TODAY IS ‘THANK JIM BUNNING DAY’…. It’s hard to overstate how absurd these developments really are.
Two thousand federal transportation workers will be furloughed without pay on Monday, and the Obama administration said they have a Kentucky senator to blame for it.
Federal reimbursements to states for highway programs will also be halted, the Transportation Department said in a statement late Sunday. The reimbursements amount to about $190 million a day, according to the House Transportation and Infrastructure Committee.
The furloughs and freeze on payments were the result of a decision last week by Republican Sen. Jim Bunning to block passage of legislation that would have extended federal highway and transit programs, the department said. Those programs expired at midnight Sunday.
The extension of transportation programs was part of a larger package of government programs that also expired Sunday, including unemployment benefits for about 400,000 Americans.
Remember, Majority Leader Harry Reid (D-Nev.) and Minority Leader Mitch McConnell (R-Ky.) agreed on a measure to extend the funding, but Sen. Jim Bunning (R) of Kentucky, who has occasionally seemed mentally unstable in recent years, single-handedly blocked unanimous consent and generated this fiasco.

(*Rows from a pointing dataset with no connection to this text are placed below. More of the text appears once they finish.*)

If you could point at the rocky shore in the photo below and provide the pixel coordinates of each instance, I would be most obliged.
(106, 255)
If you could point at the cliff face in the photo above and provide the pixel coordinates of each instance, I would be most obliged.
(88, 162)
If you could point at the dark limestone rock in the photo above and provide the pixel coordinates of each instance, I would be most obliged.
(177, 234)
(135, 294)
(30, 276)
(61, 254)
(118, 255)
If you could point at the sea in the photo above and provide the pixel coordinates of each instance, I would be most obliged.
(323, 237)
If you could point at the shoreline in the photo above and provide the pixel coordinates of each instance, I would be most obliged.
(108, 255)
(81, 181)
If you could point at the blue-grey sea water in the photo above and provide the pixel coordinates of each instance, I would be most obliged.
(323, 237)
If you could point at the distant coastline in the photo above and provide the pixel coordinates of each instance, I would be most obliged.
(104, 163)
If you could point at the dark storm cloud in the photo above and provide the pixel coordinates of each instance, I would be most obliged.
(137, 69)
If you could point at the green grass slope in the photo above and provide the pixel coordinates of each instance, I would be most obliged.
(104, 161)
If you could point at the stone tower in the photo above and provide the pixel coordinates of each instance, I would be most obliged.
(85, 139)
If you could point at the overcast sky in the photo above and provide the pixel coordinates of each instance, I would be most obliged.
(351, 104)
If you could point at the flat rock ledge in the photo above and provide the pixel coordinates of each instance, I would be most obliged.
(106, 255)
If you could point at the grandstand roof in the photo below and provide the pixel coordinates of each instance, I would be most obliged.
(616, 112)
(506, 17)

When a Democratic senator implored Bunning to be reasonable, and understand the consequences of his obstructionism, the far-right Republican senator said, “Tough shit.”
Today we’ll see some of the fallout, with construction workers being sent home from the job on a variety of projects, and temporary furloughs affecting employees at the Federal Highway Administration, the Federal Motor Carrier Safety Administration, the National Highway Traffic Safety Administration and the Research, and Innovative Technology Administration. All of this, of course, is on top of Bunning also blocking extended unemployment benefits.

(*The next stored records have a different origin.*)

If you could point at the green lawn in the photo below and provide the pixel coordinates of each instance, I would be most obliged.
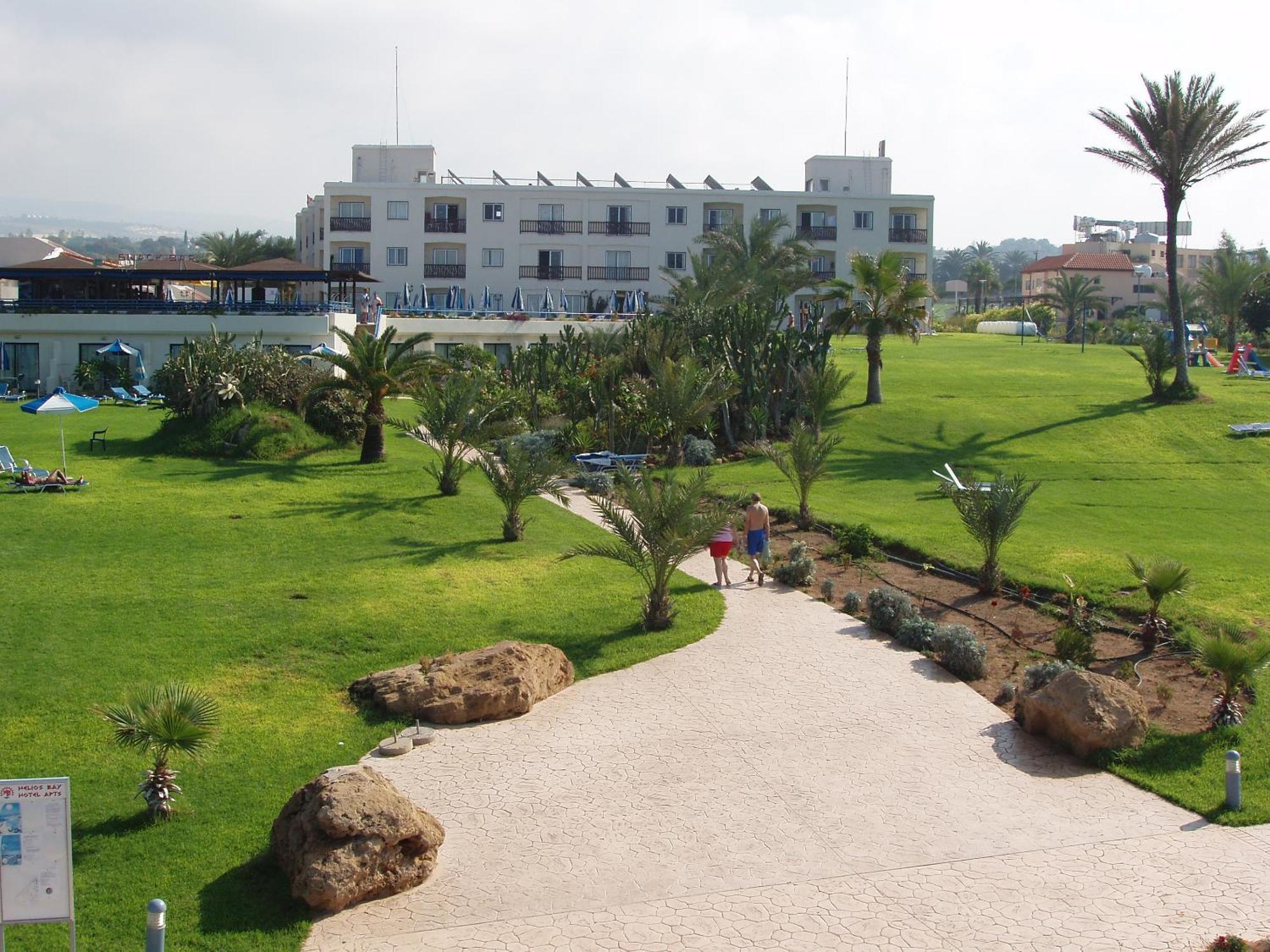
(1120, 474)
(184, 569)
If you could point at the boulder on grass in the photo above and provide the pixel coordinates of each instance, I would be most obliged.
(488, 685)
(351, 836)
(1085, 713)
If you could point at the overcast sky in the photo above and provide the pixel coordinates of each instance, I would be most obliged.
(242, 109)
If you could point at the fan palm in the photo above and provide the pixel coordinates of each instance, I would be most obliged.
(991, 516)
(658, 526)
(803, 461)
(162, 722)
(890, 304)
(375, 369)
(1235, 659)
(1073, 295)
(1180, 135)
(1159, 581)
(516, 478)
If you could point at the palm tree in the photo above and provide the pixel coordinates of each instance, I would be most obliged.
(683, 397)
(1073, 295)
(660, 525)
(375, 369)
(891, 304)
(1236, 659)
(454, 418)
(1161, 579)
(991, 515)
(1180, 135)
(516, 478)
(820, 389)
(175, 719)
(805, 461)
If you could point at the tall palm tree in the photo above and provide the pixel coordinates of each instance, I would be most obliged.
(1073, 295)
(375, 369)
(1180, 135)
(660, 525)
(162, 722)
(891, 304)
(805, 463)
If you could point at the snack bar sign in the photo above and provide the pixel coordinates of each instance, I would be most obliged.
(36, 851)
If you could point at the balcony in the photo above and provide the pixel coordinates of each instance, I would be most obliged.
(445, 271)
(537, 227)
(603, 274)
(350, 224)
(819, 233)
(445, 225)
(552, 272)
(618, 228)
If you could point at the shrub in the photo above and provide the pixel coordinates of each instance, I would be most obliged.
(855, 541)
(888, 609)
(1038, 676)
(918, 634)
(799, 571)
(961, 652)
(699, 453)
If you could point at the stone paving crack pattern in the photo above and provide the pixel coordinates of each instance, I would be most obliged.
(792, 783)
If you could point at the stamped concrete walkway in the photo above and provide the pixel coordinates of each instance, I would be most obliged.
(792, 783)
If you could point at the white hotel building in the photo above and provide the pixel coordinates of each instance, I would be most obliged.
(403, 221)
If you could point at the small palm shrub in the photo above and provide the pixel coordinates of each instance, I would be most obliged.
(918, 634)
(1038, 676)
(958, 651)
(798, 571)
(888, 609)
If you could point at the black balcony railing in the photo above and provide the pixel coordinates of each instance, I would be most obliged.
(350, 224)
(535, 227)
(618, 228)
(445, 271)
(445, 225)
(601, 274)
(552, 272)
(819, 233)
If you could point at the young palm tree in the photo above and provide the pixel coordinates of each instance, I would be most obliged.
(375, 369)
(1180, 135)
(455, 417)
(1159, 581)
(805, 461)
(516, 478)
(658, 525)
(891, 304)
(991, 516)
(1073, 295)
(176, 719)
(1236, 659)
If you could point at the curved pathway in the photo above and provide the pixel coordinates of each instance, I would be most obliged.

Bunning’s Republican colleagues assured the public over the weekend that the funding will resume and that the Senate will approve a measure this week. But even the fix isn’t as simple as it sounds.
Judy Conti, a lobbyist for the [National Employment Law Project], said that even when Bunning is eventually thwarted and the extension is passed, state governments will still have to deal with the extra administrative costs of shutting down and restarting the extended benefits programs.

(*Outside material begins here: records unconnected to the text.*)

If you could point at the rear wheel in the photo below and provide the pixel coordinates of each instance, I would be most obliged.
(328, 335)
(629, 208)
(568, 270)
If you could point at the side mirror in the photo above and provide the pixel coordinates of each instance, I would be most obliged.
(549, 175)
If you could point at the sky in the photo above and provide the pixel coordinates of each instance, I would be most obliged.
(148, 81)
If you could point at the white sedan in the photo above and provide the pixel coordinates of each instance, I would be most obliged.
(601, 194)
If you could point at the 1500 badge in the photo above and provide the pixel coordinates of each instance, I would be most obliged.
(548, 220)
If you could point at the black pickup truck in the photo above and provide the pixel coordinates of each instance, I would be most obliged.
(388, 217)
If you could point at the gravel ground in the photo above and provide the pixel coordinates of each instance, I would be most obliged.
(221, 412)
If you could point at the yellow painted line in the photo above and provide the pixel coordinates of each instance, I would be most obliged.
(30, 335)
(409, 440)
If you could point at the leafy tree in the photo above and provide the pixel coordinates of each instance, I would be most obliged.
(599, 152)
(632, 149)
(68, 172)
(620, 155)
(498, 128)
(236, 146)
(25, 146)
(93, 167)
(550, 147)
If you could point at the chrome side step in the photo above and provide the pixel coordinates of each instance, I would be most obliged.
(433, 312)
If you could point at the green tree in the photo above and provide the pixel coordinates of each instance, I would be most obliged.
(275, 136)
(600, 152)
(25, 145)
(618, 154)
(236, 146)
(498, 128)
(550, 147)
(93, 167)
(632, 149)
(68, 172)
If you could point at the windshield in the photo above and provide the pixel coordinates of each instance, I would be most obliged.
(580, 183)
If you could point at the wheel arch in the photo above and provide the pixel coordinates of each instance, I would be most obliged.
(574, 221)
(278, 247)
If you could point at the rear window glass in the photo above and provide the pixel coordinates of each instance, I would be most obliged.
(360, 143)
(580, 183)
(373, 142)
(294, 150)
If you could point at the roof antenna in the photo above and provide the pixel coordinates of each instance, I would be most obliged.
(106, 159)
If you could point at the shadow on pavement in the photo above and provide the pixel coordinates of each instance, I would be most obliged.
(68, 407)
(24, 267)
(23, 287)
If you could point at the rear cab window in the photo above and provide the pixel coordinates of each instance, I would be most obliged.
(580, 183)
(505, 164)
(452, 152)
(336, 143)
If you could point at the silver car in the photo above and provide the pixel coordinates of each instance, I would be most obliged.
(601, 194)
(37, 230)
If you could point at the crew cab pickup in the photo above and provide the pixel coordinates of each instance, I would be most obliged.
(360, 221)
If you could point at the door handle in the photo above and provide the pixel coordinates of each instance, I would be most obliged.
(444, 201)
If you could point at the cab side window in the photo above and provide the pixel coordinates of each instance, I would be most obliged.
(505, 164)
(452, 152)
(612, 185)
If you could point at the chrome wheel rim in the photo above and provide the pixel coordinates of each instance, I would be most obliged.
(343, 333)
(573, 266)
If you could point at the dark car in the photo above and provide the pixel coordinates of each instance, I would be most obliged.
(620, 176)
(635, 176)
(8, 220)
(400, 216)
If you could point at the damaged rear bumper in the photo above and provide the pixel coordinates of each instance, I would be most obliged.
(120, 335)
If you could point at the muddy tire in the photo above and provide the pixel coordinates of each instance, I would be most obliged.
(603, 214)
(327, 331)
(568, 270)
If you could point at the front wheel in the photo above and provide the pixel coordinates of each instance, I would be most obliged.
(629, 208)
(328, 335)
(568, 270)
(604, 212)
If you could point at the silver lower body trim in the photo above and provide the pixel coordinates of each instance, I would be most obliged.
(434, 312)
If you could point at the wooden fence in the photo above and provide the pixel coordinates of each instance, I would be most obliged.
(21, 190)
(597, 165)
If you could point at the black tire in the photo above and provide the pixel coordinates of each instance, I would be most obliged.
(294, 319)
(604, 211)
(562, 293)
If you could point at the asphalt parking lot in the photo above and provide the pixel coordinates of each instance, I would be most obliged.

“Once the program is retroactively reauthorized, the federal government is going to send the same amount of money, but his own state government is going to have to spend even more money,” Conti said.
“What happened last night was an absolute disgrace. There is a time and a place a purpose for debate on deficit reduction, but you don’t make your stand on the back of the unemployed. It is ill-informed, counter productive and just cruel.”
If the Senate were able to function just a little better, this nonsense wouldn’t even be possible.